Characters We Keep Running Into On ‘SVU’

Thursday, September 22 by

3. Impossibly Cocky Yuppie Suspect

Contrary to what your gut may tell you, this isn’t the baby rapist. This guy is just a misogynistic prick who doesn’t have to take this from some bitch cop. He’s handsome and had the world on a plate. And do you know who his father is? He’s a friend of the mayor, so you better watch your tone.

2. The Gay Maitre’d

The only straight people in food service in New York are the bartenders, women pulling triple-shifts at diners, and hot dog guys. If you work front of house in fine dining, you are a gay male, according to Law & Order: SVU.

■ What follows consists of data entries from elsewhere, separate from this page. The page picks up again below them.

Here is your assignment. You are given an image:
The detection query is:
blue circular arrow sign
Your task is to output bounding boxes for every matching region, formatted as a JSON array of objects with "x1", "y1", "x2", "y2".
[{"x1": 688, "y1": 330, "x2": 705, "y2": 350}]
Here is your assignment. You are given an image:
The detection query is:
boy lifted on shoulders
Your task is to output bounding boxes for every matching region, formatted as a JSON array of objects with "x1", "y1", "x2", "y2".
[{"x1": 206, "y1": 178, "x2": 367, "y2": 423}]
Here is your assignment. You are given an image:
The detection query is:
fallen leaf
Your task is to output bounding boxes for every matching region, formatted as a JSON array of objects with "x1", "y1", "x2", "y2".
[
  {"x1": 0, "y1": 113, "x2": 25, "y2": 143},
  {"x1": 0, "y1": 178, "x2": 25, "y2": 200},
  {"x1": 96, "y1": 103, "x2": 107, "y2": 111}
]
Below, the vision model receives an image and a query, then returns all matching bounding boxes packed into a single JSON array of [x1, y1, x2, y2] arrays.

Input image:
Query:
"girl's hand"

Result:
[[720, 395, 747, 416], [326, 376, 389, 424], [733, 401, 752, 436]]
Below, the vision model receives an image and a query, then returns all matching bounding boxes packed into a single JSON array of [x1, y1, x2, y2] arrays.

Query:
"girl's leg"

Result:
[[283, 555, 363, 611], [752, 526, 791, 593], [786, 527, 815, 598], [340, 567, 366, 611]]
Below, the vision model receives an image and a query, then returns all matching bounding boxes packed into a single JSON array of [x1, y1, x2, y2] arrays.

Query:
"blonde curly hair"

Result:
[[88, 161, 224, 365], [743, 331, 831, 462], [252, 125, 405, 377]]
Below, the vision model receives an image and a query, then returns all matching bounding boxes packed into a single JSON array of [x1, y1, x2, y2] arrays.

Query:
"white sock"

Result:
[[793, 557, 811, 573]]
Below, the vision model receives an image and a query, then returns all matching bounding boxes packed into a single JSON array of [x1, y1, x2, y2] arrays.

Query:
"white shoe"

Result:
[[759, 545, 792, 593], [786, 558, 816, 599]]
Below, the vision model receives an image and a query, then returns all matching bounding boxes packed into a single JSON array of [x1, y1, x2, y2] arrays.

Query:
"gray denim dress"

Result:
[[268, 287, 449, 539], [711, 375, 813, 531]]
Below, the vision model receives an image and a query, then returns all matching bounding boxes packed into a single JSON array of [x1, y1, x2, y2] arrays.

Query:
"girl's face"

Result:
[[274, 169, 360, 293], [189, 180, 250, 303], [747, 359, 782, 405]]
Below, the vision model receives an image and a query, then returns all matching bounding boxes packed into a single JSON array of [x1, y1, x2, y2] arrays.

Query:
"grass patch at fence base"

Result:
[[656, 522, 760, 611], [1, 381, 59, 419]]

These gay males also constantly need reminding that they can check the credit card receipts in back to confirm the suspect’s identity. They often appear stand-offish, but that’s just because you paid a visit to the restaurant during its lunch rush. Simply remind the maitre’d that you can make life a lot harder for everyone if you have to come back with a warrant. Which brings us to…

1. The Guy Who’s Gonna Need You To Come Back With A Warrant

If SVU is to be believed, then every single business owner and employee is a card-carrying member of the ACLU. It doesn’t matter if you run a model train store in Hoboken – your customers value their privacy. If you want to know who bought that Lionel short line caboose last August, you’re gonna need to come back with a warrant. If you come across this guy, don’t even bother trying to win them over with “a young boy’s life depends on it” or the fact that a killer is on the loose. Those immediate dangers all fall a distant second to the sanctity of travel agent-customer confidentiality.